Reclassification of Alcaligenes latus strains IAM 12599T and IAM 12664 and Pseudomonas saccharophila as Azohydromonas lata gen. nov., comb. nov., Azohydromonas australica sp. nov. and Pelomonas saccharophila gen. nov., comb. nov., respectively

The nitrogen-fixing, aerobic, hydrogen-oxidizing bacteria Alcaligenes latus strains H-4^T (=IAM 12599^T) and H-1 (=IAM 12665) were originally identified by Palleroni & Palleroni (1978) based on phenotypic studies, and strain H-N (=IAM 12664) isolated in Australia was classified as a reference strain of Alcaligenes latus in their report, but no substantial taxonomic data were supplied to confirm this conclusion. Later work by Willems et al. (1991) questioned the taxonomic position of the type strain of Alcaligenes latus and suggested that this bacterium was not a member of the genus Alcaligenes Castellani and Chalmers 1919 (Kersters & De Ley, 1984). Moreover, taxonomic study of strains IAM 12664 (=ATCC 29713=DSM 1124) and IAM 12665 (=ATCC 29714=DSM 1123) has not been reported until now. The strains of Alcaligenes latus were identified as nitrogen-fixing bacteria by Malik et al. (1981). On the other hand, Pseudomonas saccharophila was described by Doudoroff (1940) as an aerobic, hydrogen-oxidizing bacterium and it was identified as a nitrogen-fixing bacterium by Barraquio et al. (1986). Studies on DNArRNA hybridization (Willems et al., 1991) and 16S rRNA gene sequence analysis (Anzai et al., 2000) revealed that Pseudomonas saccharophila belonged to the Betaproteobacteria and was remote from the genus Pseudomonas Migula 1894 (Palleroni, 1984). Historically, the genus Pseudomonas has been poorly investigated in terms of the phylogeny of its species. In recent years, some bacterial species that previously had unclear taxonomic positions within this genus have been reclassified using a polyphasic taxonomic approach (Anzai et al., 2000).
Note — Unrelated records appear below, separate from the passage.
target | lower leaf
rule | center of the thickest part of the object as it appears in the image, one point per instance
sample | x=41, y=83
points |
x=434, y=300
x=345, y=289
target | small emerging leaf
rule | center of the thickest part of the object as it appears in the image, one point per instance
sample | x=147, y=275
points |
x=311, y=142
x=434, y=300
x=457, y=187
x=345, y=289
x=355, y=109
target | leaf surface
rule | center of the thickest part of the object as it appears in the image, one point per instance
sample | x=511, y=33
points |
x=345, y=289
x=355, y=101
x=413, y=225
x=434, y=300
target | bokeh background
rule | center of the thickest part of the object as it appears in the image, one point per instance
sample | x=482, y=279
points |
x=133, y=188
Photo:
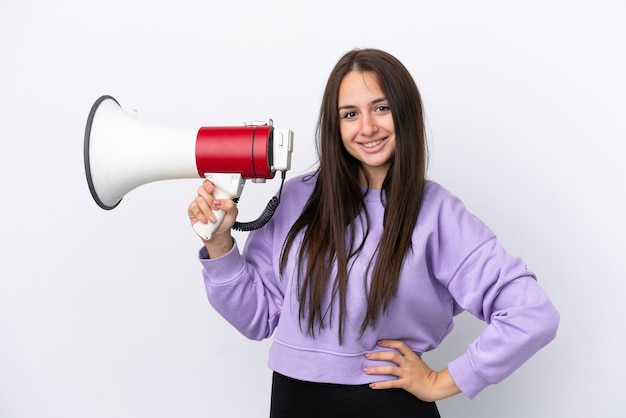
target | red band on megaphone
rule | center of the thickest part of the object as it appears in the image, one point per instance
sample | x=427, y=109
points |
x=235, y=149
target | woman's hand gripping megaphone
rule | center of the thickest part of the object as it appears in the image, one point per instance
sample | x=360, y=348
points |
x=213, y=211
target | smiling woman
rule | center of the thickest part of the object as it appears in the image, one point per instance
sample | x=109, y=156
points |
x=366, y=125
x=365, y=264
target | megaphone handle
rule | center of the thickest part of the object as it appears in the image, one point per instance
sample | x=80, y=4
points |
x=227, y=186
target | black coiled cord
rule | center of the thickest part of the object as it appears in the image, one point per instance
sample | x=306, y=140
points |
x=267, y=214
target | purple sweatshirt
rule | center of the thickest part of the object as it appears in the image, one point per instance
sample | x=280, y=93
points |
x=456, y=264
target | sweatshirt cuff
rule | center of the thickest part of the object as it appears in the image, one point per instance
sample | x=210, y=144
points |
x=466, y=377
x=221, y=269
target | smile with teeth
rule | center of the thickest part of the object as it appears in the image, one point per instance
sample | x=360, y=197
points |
x=372, y=144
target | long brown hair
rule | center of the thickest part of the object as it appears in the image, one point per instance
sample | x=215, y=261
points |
x=327, y=220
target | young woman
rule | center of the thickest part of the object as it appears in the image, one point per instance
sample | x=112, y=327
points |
x=365, y=263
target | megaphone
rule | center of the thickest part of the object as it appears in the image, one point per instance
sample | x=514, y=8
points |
x=122, y=153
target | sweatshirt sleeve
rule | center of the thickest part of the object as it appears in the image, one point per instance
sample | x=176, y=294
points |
x=244, y=293
x=494, y=286
x=497, y=288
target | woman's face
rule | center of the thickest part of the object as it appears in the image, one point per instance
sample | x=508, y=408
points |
x=366, y=125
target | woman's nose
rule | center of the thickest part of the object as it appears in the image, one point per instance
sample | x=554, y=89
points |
x=368, y=125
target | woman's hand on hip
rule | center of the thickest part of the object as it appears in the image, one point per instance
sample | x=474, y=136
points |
x=413, y=374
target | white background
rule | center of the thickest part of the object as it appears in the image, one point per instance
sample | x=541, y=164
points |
x=103, y=313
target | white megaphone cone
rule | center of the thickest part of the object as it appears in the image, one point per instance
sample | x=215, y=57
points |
x=122, y=153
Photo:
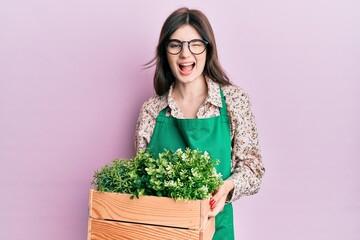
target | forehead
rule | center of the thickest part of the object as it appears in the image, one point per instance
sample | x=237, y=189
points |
x=186, y=33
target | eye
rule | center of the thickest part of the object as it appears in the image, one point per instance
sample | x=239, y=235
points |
x=174, y=44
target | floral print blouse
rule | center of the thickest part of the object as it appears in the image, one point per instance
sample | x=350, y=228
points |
x=247, y=168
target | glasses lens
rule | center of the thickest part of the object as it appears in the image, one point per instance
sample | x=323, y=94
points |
x=174, y=47
x=197, y=46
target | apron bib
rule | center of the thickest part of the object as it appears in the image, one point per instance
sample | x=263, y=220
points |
x=207, y=134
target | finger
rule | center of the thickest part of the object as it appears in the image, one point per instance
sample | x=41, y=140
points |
x=216, y=198
x=215, y=211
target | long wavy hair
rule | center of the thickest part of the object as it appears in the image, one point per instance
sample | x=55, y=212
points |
x=163, y=77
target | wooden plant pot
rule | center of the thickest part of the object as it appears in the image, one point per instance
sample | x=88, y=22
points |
x=116, y=216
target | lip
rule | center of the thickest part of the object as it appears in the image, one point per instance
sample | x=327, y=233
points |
x=186, y=64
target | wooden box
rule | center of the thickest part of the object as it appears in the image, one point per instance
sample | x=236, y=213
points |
x=116, y=216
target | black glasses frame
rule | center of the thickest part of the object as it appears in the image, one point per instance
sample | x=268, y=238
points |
x=182, y=45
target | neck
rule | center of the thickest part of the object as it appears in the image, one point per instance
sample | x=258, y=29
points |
x=188, y=91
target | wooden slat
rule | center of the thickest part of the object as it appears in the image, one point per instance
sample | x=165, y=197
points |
x=149, y=210
x=109, y=230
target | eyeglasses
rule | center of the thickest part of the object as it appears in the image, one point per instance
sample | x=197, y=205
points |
x=196, y=46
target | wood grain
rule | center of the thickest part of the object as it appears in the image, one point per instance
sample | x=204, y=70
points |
x=108, y=230
x=149, y=210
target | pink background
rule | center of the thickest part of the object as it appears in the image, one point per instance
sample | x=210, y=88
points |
x=72, y=84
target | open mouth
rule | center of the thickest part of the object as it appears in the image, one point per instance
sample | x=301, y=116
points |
x=186, y=67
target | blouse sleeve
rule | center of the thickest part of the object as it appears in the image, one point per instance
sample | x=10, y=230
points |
x=247, y=168
x=145, y=124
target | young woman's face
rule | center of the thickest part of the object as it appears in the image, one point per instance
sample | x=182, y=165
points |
x=186, y=66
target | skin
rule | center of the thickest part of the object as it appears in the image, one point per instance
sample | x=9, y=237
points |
x=189, y=93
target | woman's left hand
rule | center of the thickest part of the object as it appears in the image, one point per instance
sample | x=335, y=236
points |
x=217, y=202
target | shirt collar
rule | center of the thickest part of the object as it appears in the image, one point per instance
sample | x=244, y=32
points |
x=213, y=97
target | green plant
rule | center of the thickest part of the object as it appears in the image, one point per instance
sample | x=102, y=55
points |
x=188, y=174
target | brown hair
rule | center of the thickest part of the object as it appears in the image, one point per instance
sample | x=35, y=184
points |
x=163, y=77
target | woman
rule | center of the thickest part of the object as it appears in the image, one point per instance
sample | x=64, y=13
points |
x=196, y=106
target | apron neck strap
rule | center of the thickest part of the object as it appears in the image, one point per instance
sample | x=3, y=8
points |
x=223, y=110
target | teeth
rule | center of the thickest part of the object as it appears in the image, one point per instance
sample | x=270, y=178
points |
x=186, y=64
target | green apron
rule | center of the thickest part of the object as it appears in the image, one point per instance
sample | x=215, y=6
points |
x=207, y=134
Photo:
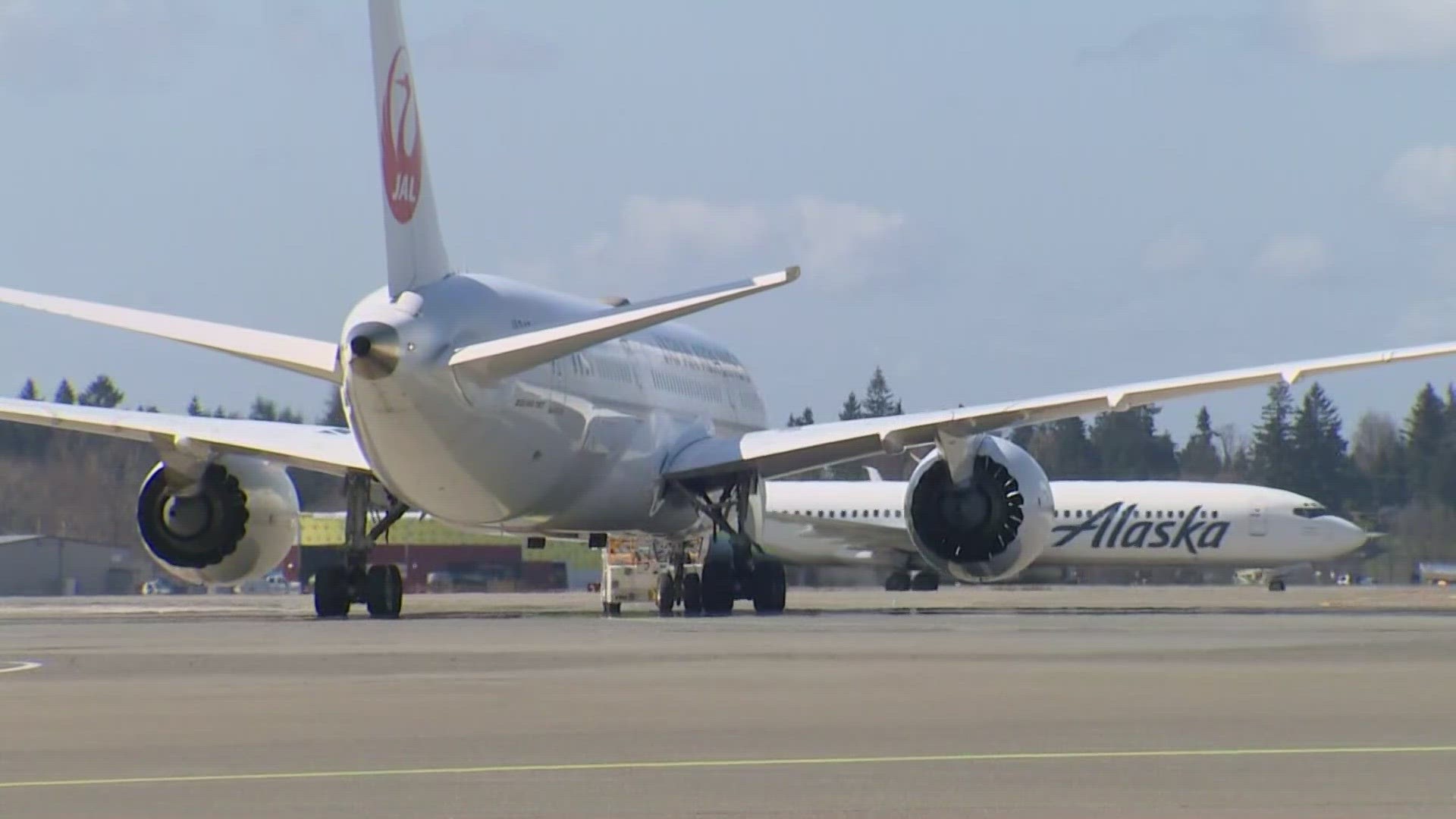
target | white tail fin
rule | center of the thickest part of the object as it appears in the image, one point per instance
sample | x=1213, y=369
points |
x=417, y=254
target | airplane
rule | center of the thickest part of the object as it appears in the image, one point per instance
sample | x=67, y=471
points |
x=491, y=403
x=1126, y=523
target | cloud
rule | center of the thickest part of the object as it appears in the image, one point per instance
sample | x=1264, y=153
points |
x=1376, y=30
x=1175, y=251
x=666, y=242
x=120, y=44
x=1164, y=37
x=476, y=42
x=1423, y=180
x=1294, y=256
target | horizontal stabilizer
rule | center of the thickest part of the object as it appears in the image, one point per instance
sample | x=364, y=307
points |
x=318, y=359
x=517, y=353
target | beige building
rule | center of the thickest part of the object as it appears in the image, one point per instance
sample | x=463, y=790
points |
x=42, y=564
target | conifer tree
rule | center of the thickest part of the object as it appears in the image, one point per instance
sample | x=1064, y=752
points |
x=1272, y=458
x=1200, y=455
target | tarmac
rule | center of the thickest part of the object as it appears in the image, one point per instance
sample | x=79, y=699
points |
x=1069, y=703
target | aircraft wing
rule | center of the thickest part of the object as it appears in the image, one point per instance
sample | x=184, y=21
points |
x=864, y=537
x=788, y=450
x=308, y=356
x=322, y=449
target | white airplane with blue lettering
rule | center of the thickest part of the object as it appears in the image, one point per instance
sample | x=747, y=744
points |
x=1116, y=523
x=490, y=403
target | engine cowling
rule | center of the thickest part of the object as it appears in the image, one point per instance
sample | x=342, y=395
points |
x=989, y=525
x=235, y=523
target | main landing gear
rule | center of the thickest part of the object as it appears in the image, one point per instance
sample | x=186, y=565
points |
x=379, y=588
x=679, y=586
x=924, y=580
x=737, y=569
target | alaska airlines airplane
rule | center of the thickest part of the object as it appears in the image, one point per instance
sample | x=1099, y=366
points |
x=1128, y=523
x=485, y=401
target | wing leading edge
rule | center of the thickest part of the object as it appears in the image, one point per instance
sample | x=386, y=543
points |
x=308, y=356
x=788, y=450
x=322, y=449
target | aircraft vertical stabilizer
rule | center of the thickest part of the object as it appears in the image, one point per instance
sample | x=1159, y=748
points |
x=417, y=254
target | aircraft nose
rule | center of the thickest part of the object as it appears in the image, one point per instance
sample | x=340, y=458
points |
x=1341, y=535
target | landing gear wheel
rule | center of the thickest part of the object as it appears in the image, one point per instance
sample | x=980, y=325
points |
x=384, y=591
x=692, y=594
x=925, y=580
x=331, y=592
x=718, y=582
x=666, y=594
x=769, y=586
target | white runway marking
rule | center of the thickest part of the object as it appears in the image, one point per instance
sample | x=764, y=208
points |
x=6, y=667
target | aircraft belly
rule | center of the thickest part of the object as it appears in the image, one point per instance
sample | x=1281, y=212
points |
x=449, y=460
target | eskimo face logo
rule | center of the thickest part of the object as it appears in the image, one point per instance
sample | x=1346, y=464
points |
x=400, y=121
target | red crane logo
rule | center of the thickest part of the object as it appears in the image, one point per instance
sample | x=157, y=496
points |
x=400, y=118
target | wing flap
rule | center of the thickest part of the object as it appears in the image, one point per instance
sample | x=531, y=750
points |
x=783, y=452
x=324, y=449
x=503, y=357
x=316, y=359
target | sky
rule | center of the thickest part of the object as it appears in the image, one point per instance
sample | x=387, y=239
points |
x=989, y=200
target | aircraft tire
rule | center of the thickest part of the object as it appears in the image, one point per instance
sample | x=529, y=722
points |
x=925, y=580
x=718, y=582
x=692, y=594
x=384, y=591
x=769, y=588
x=331, y=592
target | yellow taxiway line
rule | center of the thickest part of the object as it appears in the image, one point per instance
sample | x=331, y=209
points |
x=710, y=764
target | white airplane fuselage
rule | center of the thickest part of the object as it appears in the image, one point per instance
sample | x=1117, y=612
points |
x=576, y=445
x=1097, y=523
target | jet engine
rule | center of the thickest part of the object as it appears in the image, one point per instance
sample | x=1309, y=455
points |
x=234, y=523
x=984, y=519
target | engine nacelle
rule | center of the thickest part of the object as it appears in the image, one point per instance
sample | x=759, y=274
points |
x=992, y=523
x=235, y=523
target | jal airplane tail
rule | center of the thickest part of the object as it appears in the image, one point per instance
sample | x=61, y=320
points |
x=417, y=254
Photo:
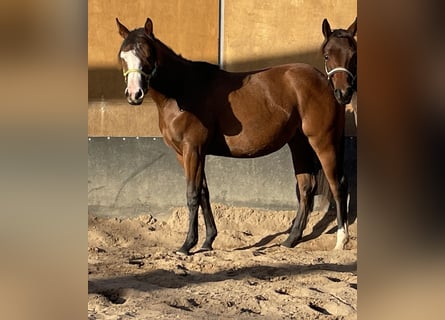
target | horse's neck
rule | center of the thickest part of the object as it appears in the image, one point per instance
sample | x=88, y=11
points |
x=172, y=71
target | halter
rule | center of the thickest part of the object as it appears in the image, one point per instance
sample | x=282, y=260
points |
x=147, y=76
x=338, y=69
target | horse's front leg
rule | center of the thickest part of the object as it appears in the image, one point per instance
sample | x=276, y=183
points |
x=193, y=167
x=304, y=168
x=306, y=187
x=211, y=230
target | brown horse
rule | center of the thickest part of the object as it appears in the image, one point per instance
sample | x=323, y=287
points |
x=340, y=55
x=205, y=110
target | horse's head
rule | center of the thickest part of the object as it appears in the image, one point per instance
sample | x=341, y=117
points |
x=340, y=54
x=138, y=59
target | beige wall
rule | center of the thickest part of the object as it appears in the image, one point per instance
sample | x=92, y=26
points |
x=256, y=34
x=269, y=32
x=188, y=27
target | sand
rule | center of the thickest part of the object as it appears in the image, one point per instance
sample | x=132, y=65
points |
x=135, y=274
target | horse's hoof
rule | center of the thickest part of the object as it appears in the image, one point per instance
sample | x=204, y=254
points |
x=289, y=243
x=205, y=249
x=182, y=252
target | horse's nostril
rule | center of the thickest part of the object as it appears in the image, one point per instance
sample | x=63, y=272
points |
x=139, y=94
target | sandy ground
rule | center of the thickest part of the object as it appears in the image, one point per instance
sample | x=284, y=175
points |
x=135, y=274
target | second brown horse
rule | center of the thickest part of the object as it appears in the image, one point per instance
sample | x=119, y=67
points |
x=205, y=110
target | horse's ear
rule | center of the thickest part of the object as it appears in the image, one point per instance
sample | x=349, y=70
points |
x=123, y=31
x=353, y=27
x=326, y=28
x=149, y=27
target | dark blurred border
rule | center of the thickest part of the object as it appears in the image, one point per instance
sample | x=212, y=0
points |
x=43, y=230
x=401, y=159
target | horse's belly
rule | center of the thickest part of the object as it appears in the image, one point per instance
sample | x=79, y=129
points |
x=244, y=146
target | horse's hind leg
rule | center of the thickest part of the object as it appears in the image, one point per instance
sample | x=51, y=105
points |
x=211, y=231
x=303, y=159
x=330, y=160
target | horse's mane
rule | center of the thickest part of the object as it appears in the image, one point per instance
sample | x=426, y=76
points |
x=340, y=33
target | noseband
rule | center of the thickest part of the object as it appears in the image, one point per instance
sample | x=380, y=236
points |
x=329, y=73
x=147, y=76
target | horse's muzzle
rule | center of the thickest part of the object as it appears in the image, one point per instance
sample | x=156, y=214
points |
x=135, y=98
x=344, y=96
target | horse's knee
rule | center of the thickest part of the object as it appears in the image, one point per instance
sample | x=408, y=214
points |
x=306, y=185
x=193, y=199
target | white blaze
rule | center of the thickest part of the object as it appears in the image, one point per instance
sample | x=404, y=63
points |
x=133, y=78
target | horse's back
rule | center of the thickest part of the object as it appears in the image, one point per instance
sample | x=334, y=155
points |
x=267, y=108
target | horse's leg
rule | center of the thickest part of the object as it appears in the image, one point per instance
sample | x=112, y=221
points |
x=211, y=230
x=330, y=160
x=354, y=106
x=304, y=167
x=193, y=164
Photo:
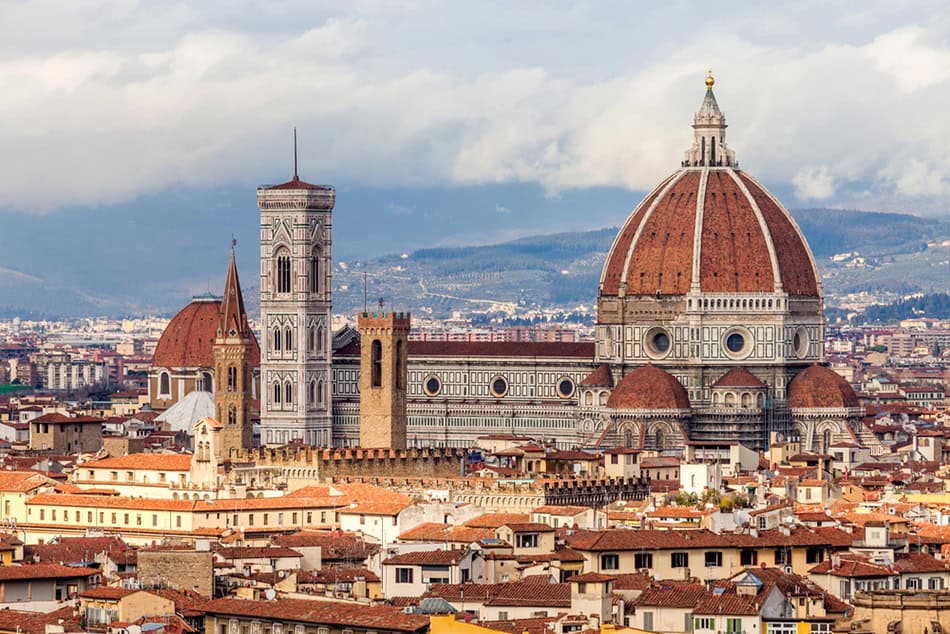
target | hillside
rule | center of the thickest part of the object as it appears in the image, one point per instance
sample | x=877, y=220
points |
x=894, y=253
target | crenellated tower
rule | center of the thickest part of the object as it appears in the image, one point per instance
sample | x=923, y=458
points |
x=232, y=361
x=384, y=369
x=296, y=310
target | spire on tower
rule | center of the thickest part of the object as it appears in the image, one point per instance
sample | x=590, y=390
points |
x=709, y=134
x=233, y=316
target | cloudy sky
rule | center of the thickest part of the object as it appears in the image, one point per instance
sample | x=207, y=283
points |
x=837, y=103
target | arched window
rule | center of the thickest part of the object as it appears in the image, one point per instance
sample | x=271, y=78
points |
x=376, y=362
x=283, y=272
x=314, y=273
x=400, y=353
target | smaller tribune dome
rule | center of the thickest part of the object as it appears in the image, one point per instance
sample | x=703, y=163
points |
x=649, y=387
x=819, y=387
x=188, y=339
x=600, y=377
x=739, y=377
Based on substantial data from 16S rRNA and nifH gene sequence analyses, DNADNA hybridization, respiratory quinone and cellular fatty acid analyses and phenotypic characteristics, we believe that Alcaligenes latus and Pseudomonas saccharophila should be removed from the genera Alcaligenes and Pseudomonas, respectively. Alcaligenes latus IAM 12599^T (together with IAM 12665) and strain IAM 12664 are proposed to represent two novel species of a new genus, for which the names Azohydromonas lata gen. nov., comb. nov. and Azohydromonas australica sp. nov. are proposed. We also propose to reclassify Pseudomonas saccharophila as Pelomonas saccharophila gen. nov., comb. nov.

Bacterial strains.
Alcaligenes latus IAM 12599^T, IAM 12664 and IAM 12665, Pseudomonas saccharophila IAM 14368^T, Rubrivivax gelatinosus IAM 14808^T and Derxia gummosa IAM 13946^T were used in this study. Strains of Alcaligenes latus and Pseudomonas saccharophila were grown on B-1 medium (nutrient agar). Pseudomonas saccharophila was also incubated in a selective medium (KH₂PO₄, 4·4 g; Na₂HPO₄, 4·8 g; NH₄Cl, 1·0 g; MgSO₄.7H₂O, 0·5 g; ferric ammonium citrate, 50·0 mg; CaCl₂, 6·5 mg; sucrose, 1·0 g; distilled water, 1·0 l). Rubrivivax gelatinosus was cultured in a medium containing (l¹) 2·5 g yeast extract, 2·5 g peptone and 1·25 g NaCl. All of these strains can grow on nitrogen-free medium (glucose, 10·0 g; CaCl₂.2H₂O, 0·1 g; MgSO₄.7H₂O, 0·1 g; K₂HPO₄, 0·9 g; KH₂PO₄, 0·1 g; CaCO₃, 5·0 g; FeSO₄.7H₂O, 10·0 mg; Na₂MoO₄.2H₂O, 5·0 mg; distilled water, 1·0 l, pH 7·3). They were incubated at 29 °C.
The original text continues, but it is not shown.